UN Tourism strengthens tourism measurement in global economic system
- 3/23/2026
- 10 H
Tourism moves billions of people every
year, supports hundreds of millions of jobs and drives trade across the global
economy. Yet the data used to measure its true impact has often struggled to
keep pace with the rapid growth and transformation of the sector.
Closing this gap requires globally agreed standards.
At the 57th session of the United Nations Statistical Commission – the world’s
highest authority on official statistics – UN Tourism advanced efforts to
strengthen how tourism is measured within the global economic system, helping
governments and businesses rely on clearer, internationally comparable data.
Secretary-General of UN Tourism, Shaikha Al Nuwais
said: “Tourism is one of the world’s most dynamic economic sectors, and it
deserves data systems that reflect its true scale and impact.

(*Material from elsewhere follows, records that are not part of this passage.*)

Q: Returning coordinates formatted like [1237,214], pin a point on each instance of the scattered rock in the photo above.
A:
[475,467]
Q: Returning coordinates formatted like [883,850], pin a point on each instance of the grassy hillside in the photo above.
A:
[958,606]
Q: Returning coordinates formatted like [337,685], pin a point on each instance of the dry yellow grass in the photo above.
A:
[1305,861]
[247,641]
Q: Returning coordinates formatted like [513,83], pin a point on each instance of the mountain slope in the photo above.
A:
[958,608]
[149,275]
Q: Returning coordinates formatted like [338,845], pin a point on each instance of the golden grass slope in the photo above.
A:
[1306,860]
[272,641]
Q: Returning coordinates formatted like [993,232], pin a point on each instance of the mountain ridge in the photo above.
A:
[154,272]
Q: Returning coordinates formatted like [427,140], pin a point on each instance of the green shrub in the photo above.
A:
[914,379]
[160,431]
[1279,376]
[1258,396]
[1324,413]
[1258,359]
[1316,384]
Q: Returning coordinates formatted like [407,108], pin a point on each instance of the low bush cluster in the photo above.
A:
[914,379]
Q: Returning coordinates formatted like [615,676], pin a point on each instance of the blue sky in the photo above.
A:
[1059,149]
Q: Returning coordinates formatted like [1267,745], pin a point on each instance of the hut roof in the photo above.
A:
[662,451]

Strengthening
global tourism statistics and linking them with business sustainability
reporting helps ensure that decisions across the sector are grounded in
reliable, comparable evidence.”
Strengthening Tourism in Global Trade
Statistics
One important outcome was the endorsement of the
Manual on Statistics of International Trade in Services 2026, to which UN
Tourism contributed. The updated framework strengthens how tourism is measured
as a globally traded service, enabling countries to better capture tourism’s
role within global trade flows and economic policy.

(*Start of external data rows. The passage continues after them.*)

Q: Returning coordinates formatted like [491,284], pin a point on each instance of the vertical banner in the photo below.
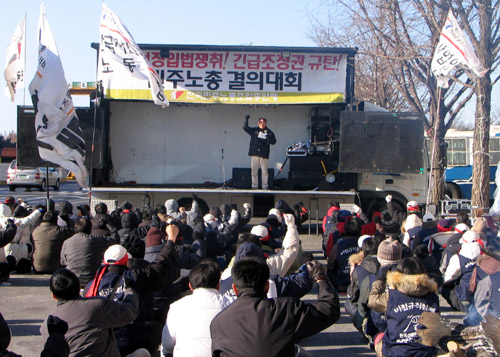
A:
[119,55]
[58,133]
[454,51]
[16,55]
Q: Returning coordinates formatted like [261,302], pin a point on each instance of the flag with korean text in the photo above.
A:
[58,133]
[119,55]
[454,52]
[16,55]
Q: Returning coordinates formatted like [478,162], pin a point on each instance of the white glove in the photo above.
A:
[289,219]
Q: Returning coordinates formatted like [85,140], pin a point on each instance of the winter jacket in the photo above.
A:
[83,254]
[363,266]
[187,330]
[146,278]
[260,141]
[90,323]
[190,216]
[406,298]
[48,240]
[6,237]
[338,262]
[256,326]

The Commission also acknowledged the Statistical
Framework for Measuring the Sustainability of Tourism (MST), recognized by the
United Nations General Assembly as the first statistical model to measure
tourism’s economic, social and environmental impacts together, beyond
traditional GDP indicators.
Linking Business Sustainability Data with
Official Statistics
On 4 March, UN Tourism convened the high-level side
event “Bridging Macro and Micro Data in Sustainability: The Case of Tourism and
the ESG Framework for Tourism Businesses.”

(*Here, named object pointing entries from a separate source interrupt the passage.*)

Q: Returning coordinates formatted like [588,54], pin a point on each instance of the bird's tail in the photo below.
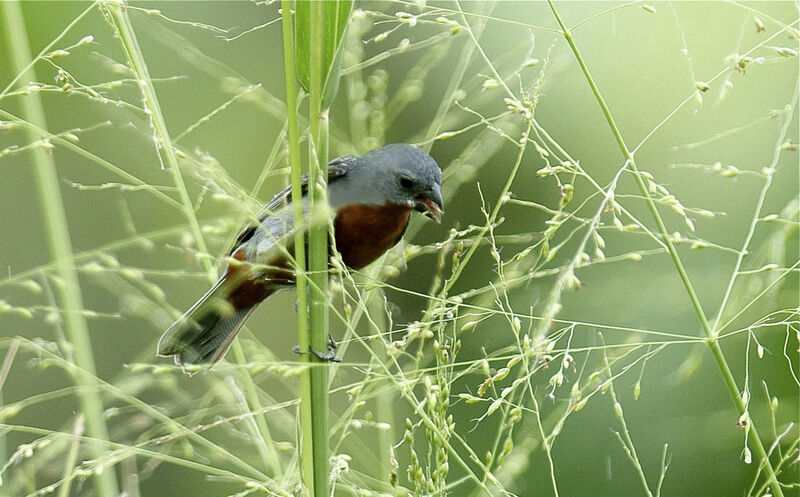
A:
[205,332]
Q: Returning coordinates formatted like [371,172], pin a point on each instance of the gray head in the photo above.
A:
[398,173]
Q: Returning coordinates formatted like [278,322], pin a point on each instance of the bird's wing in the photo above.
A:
[337,168]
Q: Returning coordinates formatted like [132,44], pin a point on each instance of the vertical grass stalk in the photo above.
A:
[68,294]
[712,338]
[314,382]
[317,402]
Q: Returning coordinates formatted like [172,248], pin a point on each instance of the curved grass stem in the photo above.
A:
[712,338]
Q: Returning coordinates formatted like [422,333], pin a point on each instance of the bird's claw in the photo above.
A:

The discussion explored how sustainability reporting
by tourism businesses can align with internationally agreed statistical
frameworks. By linking company-level ESG data with national statistics, the
approach can improve consistency across the tourism economy, support small and
medium-sized enterprises and reduce fragmented reporting requirements.
The event was hosted at the Permanent Mission of the
Kingdom of the Netherlands in collaboration with the UN Committee of Experts on
Business and Trade Statistics, with support from Statistics Netherlands and
sponsorship by easyJet holidays and Booking.com.